Tallinn, Estonia 1997

“Arriviamo all’aereoporto di Tallinn dopo qualche attesa (non paghiamo il visto che siamo tutti minorenni) ci ritroviamo con gli ospiti. Evelin (la mia ospite) mi accompagna a casa sua e io rimango un po’ sorpresa perché mi aspettavo che la sua casa fosse “diversa “, in qualche modo più rurale, invece è un appartamento arredato stile anni ’60. La sua camera è proprio bella e penso che ci starò benissimo”.

Tallinn è una città diversa dalle altre che ho visto, le costruzioni sono di diversi stili, di sera gli ospiti ci portano ad un concerto con gruppi locali, mi è piaciuto molto anche perché abbiamo avuto la possibilità di vedere la città fino a tardi con la luce del sole”.

“La mattina prendiamo un autobus pubblico che poi diventa il nostro privato.

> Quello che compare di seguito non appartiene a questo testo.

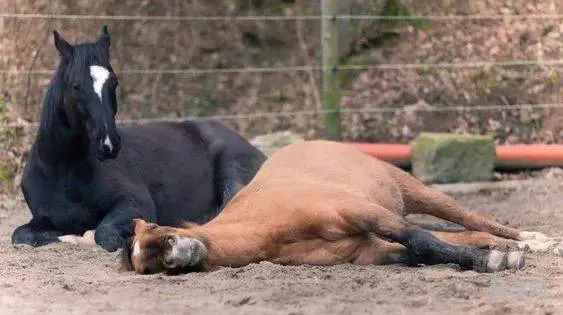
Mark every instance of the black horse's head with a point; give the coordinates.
(89, 91)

Questa volta nessun estone ci accompagna ed a un certo punto attraversiamo un blocco di soldati che ci guardano in modo strano. Arriviamo in una città dove gli edifici sono disabitati e le strade sono quasi deserte. La nostra guida ci spiega che fino al I992 c’erano i russi e che questa era una delle loro basi nucleari sottomarine importanti. Quelli che abitano qui adesso sono persone che non possono permettersi abitazioni migliori. Questa città era importante perché controlla uno stretto dove il mare anche d ’inverno non ghiaccia mai. Sulla via del ritorno la guida che accompagna me e altre italiane sulla sua macchina ci confida che queste non sono cose da far vedere a dei ragazzi e che lui avrebbe scelto dei parchi di divertimento o cose del genere; ma io non sono d ’accordo perché, a parte la paura iniziale, sono contenta di aver visto anche questo lato “oscuro” e terribile dell’Estonia e penso che se si vuole veramente conoscere un paese è necessario conoscere tutte le facce anche le più spiacevoli”. (Marina)

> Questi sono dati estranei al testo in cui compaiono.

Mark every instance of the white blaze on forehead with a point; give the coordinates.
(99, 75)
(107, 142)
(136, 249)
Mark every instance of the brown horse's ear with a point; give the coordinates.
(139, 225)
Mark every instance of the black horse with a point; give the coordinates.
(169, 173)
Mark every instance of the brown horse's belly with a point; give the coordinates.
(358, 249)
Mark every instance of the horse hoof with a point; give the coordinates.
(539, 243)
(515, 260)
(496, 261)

“Partenza. Cosa posso dire? Quello che più o meno diranno tutti: l’Estonia è un paese non meno interessante degli altri perché più lontano o meno pubblicizzato; mi sono divertita molto e sono stata bene in famiglia. In fine, tornerò a casa con più bagagli di quelli che avevo all’andata, non solo per i souvenirs materiali, ma anche per quelli affettivi”.